The apical oxygen mode energy variation is consistent across compounds.

Binding energy of Cooper pairs decreases with pressure, not following $T_c$.

Abstract

The superconducting phase of the $\mathrm{HgBa}_2\mathrm{CuO}_{4+\delta}$ (Hg-1201) and $\mathrm{HgBa}_2\mathrm{Ca}_2\mathrm{Cu}_3\mathrm{O}_{8+\delta}$ (Hg-1223) cuprates has been investigated by Raman spectroscopy under hydrostatic pressure.
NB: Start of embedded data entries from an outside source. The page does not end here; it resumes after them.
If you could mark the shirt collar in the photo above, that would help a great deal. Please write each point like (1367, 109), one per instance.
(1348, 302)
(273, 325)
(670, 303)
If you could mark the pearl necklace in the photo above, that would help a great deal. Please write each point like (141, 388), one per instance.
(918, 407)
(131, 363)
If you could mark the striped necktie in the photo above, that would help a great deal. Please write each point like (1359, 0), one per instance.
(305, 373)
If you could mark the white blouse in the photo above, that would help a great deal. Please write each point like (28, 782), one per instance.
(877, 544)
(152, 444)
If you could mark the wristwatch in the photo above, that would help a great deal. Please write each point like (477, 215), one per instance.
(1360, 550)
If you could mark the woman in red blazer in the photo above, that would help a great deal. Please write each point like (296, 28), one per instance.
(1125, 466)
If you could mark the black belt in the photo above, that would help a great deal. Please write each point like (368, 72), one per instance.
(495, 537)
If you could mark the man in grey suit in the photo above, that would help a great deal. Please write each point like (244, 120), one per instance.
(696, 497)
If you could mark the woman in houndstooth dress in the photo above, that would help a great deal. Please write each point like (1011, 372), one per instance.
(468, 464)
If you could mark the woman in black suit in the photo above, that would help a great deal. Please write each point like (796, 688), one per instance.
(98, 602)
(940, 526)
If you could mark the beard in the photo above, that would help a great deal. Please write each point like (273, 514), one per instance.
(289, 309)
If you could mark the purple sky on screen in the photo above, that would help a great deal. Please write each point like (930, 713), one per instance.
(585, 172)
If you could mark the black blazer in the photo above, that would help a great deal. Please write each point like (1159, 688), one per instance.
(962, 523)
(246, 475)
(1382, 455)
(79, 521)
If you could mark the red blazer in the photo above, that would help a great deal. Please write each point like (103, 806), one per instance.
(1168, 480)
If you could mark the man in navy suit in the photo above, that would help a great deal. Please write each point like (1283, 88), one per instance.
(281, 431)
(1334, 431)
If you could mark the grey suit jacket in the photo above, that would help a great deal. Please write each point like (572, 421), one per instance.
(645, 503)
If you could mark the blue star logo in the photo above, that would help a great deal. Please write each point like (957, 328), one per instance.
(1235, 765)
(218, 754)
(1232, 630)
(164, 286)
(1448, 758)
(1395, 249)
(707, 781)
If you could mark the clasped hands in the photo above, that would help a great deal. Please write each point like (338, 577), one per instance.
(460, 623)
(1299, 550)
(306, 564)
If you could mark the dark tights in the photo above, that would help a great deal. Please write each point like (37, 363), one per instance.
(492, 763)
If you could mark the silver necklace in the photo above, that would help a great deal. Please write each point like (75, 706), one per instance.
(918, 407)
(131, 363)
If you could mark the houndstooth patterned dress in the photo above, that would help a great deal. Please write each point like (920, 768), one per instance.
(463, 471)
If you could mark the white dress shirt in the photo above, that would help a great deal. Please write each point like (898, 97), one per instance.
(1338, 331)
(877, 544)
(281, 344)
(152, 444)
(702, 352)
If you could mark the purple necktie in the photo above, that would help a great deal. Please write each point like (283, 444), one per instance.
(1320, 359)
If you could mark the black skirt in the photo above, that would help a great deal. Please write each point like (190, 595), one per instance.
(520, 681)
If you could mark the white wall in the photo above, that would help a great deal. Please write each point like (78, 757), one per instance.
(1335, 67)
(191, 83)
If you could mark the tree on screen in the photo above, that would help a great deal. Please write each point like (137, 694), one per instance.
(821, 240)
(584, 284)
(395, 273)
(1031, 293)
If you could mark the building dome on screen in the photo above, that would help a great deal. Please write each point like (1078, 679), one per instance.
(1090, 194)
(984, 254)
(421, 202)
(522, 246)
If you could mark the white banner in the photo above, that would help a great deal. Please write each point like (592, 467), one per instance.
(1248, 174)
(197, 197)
Our analysis reveals that the increase of $T_c$ with pressure is slower in Hg-1223 cuprate compared to the Hg-1201 due to a charge carrier concentration imbalance (accentuated by pressure) between the $\mathrm{CuO}_2$ layers of Hg-1223. We find that the energy variation under pressure of the apical oxygen mode from which the charge carriers are transferred to the $\mathrm{CuO}_2$ layers, is the same for both the Hg-1223 and Hg-1223 cuprates and it is controlled by the inter-layer compressibility. At last, we show that the binding energy of the Cooper pairs related to the maximum amplitude of the $d-$ wave superconducting gap at the anti-nodes, does not follow $T_c$ with pressure. It decreases while $T_c$ increases. In the particular case of Hg-1201, the binding energy collapses from 10 to 2 $K_B T_c$ as the pressure increases up to 10 GPa. These direct spectroscopic observations joined to the fact that the binding energy of the Cooper pairs at the anti-nodes does not follow $T_c$ either with doping, raises the question of its link with the pseudogap energy scale which follows the same trend with doping.